L’istruttoria potrebbe cominciare andando a leggere le “note caratteristiche” redatte dai superiori dell’interessato che hanno valutato ogni aspetto del tizio, spalancandogli la strada verso i vertici dell’Esercito senza accorgersi di una certa predisposizione a “sentimenti forti”.
E’ certo vero che chiunque – anche chi veste in montura – ha diritto di esprimere liberamente le proprie opinioni. E’ altrettanto ineccepibile che chiunque debba rispondere di quel che altrettanto liberamente dichiara e delle conseguenze delle sue asserzioni.
A titolo di assaggio e perché ognuno possa fare le considerazioni in proposito non “de relata”, qui di seguito riporto il testo della quarta di copertina. Vale oltre qualunque crucifige che la più appuntita penna saprebbe scrivere per demolire il soggetto, la cui lunga dissertazione suona come un manifesto politico in vista di prossimi appuntamenti europei… Prima di lui un imbianchino austriaco si cimentò in analogo sforzo. Evitiamo che venga data “una seconda mano” di vernice…
Il titolo la dice lunga sul tenore e sui contenuti di questo libro. “Il Mondo al contrario” vuole infatti provocatoriamente rappresentare lo stato d’animo di tutti quelli che, come me, percepiscono negli accadimenti di tutti i giorni una dissonante e fastidiosa tendenza generale che si discosta ampiamente da quello che percepiamo come sentire comune, come logica e razionalità. “Cosa c’è di strano? Capita a tutti, e spesso” – direte voi. Ma la circostanza anomala è rappresentata dal fatto che questo sgradevole sentimento di inadeguatezza non si limita al verificarsi di eventi specifici e circoscritti della nostra vita, a fatti risonanti per quanto limitati, ma pervade la nostra esistenza sino a farci sentire fuori posto, fuori luogo ed anche fuori tempo.

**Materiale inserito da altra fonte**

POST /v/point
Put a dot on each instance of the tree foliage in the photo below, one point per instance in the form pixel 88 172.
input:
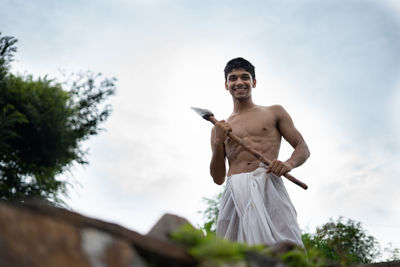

Alieni che vagheggiano nel presente avendo l’impressione di non poterne modificare la quotidianità e che vivono in un ambiente governato da abitudini, leggi e principi ben diversi da quelli a cui eravamo abituati.
Basta aprire quella serratura di sicurezza a cinque mandate che una minoranza di delinquenti ci ha imposto di montare sul nostro portone di casa per inoltrarci in una città in cui un’altra minoranza di maleducati graffitari imbratta muri e monumenti, sperando poi di non incappare in una manifestazione di un’ulteriore minoranza che, per lottare contro una vaticinata apocalisse climatica e contro i provvedimenti già presi e stabiliti dalla maggioranza, blocca il traffico e crea disagio all’intera collettività. I dibattiti non parlano che di diritti, soprattutto delle minoranze: di chi asserisce di non trovare lavoro, e deve essere mantenuto dalla moltitudine che il lavoro si è data da fare per trovarlo; di chi non può biologicamente avere figli, ma li pretende; di chi non ha una casa, e allora la occupa abusivamente; di chi ruba nella metropolitana, ma rivendica il diritto alla privacy.